E, quando eu deixei de acreditar, a nossa família criou uma barreira forte para chorarmos juntos, uma rede gigante que nos suporta aos três nestas acrobacias emocionais, e os amigos, sem saberem, contavam-nos histórias de esperança e de crença… aos poucos, dei por mim a orar. Não sei a quem rezo, mas agradeço todos os dias a filha que carrego no útero, a família que nos calhou, os amigos que nos lêem a alma. E peço que lhes chegue de volta todo o amor e força que nos entregam diariamente.

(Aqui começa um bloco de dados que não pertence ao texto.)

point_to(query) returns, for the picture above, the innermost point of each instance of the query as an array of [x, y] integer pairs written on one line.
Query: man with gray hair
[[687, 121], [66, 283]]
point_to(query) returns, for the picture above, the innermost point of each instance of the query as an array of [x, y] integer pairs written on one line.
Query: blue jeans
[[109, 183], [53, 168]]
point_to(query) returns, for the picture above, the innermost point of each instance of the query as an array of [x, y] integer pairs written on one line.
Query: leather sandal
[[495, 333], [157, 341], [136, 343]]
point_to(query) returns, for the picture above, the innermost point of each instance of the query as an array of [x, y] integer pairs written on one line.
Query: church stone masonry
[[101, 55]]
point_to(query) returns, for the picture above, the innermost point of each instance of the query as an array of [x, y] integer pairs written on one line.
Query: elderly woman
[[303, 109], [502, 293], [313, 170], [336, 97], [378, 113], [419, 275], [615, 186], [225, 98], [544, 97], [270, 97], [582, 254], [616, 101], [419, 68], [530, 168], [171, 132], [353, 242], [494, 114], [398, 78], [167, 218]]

Não lhe chamo Jeová, nem Jesus Cristo, chamo-lhe Amor… é isso que nos dá sentido à vida. O Futuro, não o leio, mas acredito hoje que o amor nos abre caminhos e que “enquanto houver estrada para andar a gente vai continuar.”

 
 

A minha filha.

Escrever sobre a minha filha é escrever sobre um mundo encantado que principia a existir. Um livro em branco à espera das suas cores, purpurinas, melodias.

Escrever sobre a minha filha é tentar resgatar de mim as palavras mais bonitas e ficar sempre aquém. Uma menina-poema que, como qualquer bom poema, nos agarrou no coração e o tornou do avesso.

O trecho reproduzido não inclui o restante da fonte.